Cette remarque de la professeur spécialiste de l'islam m'a plongée dans la stupéfaction. J'en trouve confirmation sur quelques sites: alors il s'agirait bien d'une guerre sainte, mais d'une toute autre dimension que celle qu'imaginent (que sont capables d'imaginer) la plupart des Occidentaux: une guerre non pour la domination ou le pouvoir politique, mais une guerre pour hâter la fin du monde. C'est vraiment autre chose.

Il devient urgent que je lise Eschatologie occidentale de Taubes.

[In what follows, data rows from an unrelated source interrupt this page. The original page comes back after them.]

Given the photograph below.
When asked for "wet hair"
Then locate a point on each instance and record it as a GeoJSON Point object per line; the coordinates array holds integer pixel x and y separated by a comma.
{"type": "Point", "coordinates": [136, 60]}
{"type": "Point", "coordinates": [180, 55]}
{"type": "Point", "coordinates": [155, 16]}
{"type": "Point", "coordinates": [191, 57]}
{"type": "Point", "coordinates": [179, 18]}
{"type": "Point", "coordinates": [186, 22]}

Leo Strauss contre Jacob Taubes

Je prépare mentalement les livres de cet été: les envies, les promesses, ceux que je n'ai pas lus jusqu'au bout cette année et que je me suis promis de reprendre (par exemple Ellul). Je contemple ma bibliothèque, ouvre Taubes au hasard (Taubes et Strauss, les deux favoris de mes rêves de lectures d'été).

Et c'est ainsi que je découvre dans la préface à Eschatologie occidentale que si Taubes n'est pas très connu aujourd'hui et n'a pas fait carrière aux Etats-Unis, c'est sans doute à imputer à Strauss et à Scholem qui lui ont fait obstacle avec détermination.